4. While we’re at it, just do what you can to get drafted lower by a better team, and at a place where you’ll sit for three or four years. Aaron Rodgers, man: that’s the role. You don’t want to try to learn something from like, a Brett Favre, but ideally you want to just hang around and get used to things for three or four years while enjoying the status of “Potential.” The next guy is always the best role to be, especially if you’re in your twenties and don’t really need big money for anything besides the one stupid car you buy, and the dog you get who will probably eat the couch you buy. Don’t act like you’re getting real furniture. You don’t even know what real furniture is, and that’s good. (See: giant furniture-eating dog you will probably give to your Mom when you realize you can’t take care of it.)
5. “Sorry, I can’t, I have diarrhea.” No one will ever argue with this in any situation.
THE UNTHINKABLE HAS HAPPENED, AND I HAVE BEEN DRAFTED BY THE BROWNS
1. Have you just considered the joys of becoming Steve Deberg, or Billy Volek, or any other career backup who just picked up a check the way your life insurance policy does? Tell the Browns this. You want to be a life insurance policy, man. You don’t ever want to pay out for your organization, but you definitely want to be there just in case. You’ll be done with this sport by the time you’re 28, most likely. Take your good knee and relatively unbattered brain and earn championships in the insurance industry or something. Everyone wants to hear this from an employee: “I’d like to be the unutilized safety blanket you keep in your closet. That’s where I feel most comfortable.”

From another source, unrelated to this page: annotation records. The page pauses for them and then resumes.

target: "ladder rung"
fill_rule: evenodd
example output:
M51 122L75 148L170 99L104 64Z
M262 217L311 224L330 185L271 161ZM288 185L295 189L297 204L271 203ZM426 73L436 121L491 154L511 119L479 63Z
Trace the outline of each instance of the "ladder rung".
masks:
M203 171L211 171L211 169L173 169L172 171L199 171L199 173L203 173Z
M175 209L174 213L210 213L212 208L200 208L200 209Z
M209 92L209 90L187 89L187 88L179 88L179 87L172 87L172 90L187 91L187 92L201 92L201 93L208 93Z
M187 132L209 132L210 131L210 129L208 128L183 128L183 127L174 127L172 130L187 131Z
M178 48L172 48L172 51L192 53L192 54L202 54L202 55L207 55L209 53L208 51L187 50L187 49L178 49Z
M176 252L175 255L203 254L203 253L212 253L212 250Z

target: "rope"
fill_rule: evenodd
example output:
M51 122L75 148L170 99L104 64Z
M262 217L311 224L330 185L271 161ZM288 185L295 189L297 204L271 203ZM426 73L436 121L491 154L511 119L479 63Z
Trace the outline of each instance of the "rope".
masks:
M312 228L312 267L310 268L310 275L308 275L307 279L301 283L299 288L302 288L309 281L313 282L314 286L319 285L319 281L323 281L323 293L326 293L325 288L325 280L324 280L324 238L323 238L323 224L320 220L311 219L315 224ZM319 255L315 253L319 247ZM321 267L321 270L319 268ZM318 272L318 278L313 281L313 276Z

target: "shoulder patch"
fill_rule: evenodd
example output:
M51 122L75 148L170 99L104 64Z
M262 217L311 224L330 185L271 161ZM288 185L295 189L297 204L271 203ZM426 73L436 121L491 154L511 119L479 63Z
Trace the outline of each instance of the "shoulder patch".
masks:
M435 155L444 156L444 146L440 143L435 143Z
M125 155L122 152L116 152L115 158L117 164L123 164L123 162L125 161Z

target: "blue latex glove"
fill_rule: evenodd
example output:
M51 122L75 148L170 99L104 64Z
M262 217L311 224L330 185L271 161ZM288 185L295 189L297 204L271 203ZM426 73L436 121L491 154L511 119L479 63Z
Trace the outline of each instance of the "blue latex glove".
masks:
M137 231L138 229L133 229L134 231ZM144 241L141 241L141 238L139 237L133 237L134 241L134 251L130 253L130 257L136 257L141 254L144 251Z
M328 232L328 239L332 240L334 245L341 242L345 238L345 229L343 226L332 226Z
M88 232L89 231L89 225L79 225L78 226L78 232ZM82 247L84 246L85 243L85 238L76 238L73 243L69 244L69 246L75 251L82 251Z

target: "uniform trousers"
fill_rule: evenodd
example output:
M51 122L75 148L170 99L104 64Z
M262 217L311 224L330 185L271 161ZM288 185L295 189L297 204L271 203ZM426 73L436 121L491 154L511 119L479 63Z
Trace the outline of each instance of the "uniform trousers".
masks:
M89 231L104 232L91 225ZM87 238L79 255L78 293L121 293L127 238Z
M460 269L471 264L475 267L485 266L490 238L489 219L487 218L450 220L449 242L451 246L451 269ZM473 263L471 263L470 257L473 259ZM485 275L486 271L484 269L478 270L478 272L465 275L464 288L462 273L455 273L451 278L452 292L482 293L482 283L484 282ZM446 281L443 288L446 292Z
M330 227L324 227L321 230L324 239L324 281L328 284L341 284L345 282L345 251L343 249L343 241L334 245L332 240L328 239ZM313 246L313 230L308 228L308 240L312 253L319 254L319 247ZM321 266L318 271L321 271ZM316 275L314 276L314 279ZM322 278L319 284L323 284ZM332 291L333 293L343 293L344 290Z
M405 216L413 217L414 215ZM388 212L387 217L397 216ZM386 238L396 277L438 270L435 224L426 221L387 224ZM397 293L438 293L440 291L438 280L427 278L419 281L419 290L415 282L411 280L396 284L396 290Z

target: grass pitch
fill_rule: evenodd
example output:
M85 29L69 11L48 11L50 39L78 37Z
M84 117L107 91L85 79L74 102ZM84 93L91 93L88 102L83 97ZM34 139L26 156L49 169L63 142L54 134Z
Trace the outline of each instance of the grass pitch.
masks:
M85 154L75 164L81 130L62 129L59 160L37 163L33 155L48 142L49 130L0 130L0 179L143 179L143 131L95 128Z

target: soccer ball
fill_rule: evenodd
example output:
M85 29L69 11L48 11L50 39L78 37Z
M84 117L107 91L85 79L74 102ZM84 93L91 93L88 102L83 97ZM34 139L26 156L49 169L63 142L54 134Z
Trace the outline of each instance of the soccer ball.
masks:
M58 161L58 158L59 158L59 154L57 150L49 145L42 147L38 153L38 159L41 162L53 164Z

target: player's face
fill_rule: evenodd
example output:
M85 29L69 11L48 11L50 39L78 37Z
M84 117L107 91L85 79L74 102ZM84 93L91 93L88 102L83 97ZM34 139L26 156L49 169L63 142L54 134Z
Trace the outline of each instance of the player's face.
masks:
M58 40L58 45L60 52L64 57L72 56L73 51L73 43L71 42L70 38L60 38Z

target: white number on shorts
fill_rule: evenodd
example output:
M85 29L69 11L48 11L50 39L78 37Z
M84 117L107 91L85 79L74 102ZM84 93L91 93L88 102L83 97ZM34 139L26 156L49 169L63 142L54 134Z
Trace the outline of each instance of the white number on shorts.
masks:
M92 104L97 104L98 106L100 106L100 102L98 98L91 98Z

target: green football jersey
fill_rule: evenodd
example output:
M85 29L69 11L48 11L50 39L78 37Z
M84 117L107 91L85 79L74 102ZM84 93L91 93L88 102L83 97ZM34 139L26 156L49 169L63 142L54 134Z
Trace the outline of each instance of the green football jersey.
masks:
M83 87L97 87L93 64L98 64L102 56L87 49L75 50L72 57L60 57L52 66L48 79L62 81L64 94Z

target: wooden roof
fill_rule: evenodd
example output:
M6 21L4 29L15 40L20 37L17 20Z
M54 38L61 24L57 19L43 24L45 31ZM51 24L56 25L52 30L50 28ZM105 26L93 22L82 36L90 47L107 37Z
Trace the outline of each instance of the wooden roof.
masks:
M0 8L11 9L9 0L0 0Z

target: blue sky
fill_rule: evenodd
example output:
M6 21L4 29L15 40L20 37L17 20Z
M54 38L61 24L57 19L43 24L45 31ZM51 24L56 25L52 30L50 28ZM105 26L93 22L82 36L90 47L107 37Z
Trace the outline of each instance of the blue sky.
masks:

It’s what you’d tell most college grads at a speech if you were being honest: Mediocrity, i.e. being average, is where you’ll probably, by rule, end up even with effort. Why not prepare for it from the start, and call a marginal improvement on it in the future a victory? We’re trying to help, here. You’ve already won by getting here. Everything else is gravy, even if you only get a thimbleful of it.
2. Develop a largely benign early career issue. If you have a sizable enough signing bonus, get vertigo or some other curable but still substantial condition going. Comeback Player of the Year is right around the corner after your struggle with ringworm, and subsequent departure from Cleveland. (If you can make it a slightly contagious skin condition you don’t actually give to any of your teammates, even better.) If you can’t get any of these, consider faking them. Feel no guilt: Cleveland’s management has been faking interest in fielding a competitive football team for years. It’s only fair.
3. Better still: Don’t play football. The Browns can’t get you if you never take the field. It’s an option, and a great one, frankly. Football’s nasty, brutish and short. Can you pitch? You should probably go pitch. Baseball’s way lazier, the salaries higher, and as a pitcher you can snag one large contract and not worry about them cutting you to avoid paying it out in full. Even Tim Tebow can get a minor league contract, and that’s saying something about the talent required here. (And if you fail, no one’s watching, anyway.)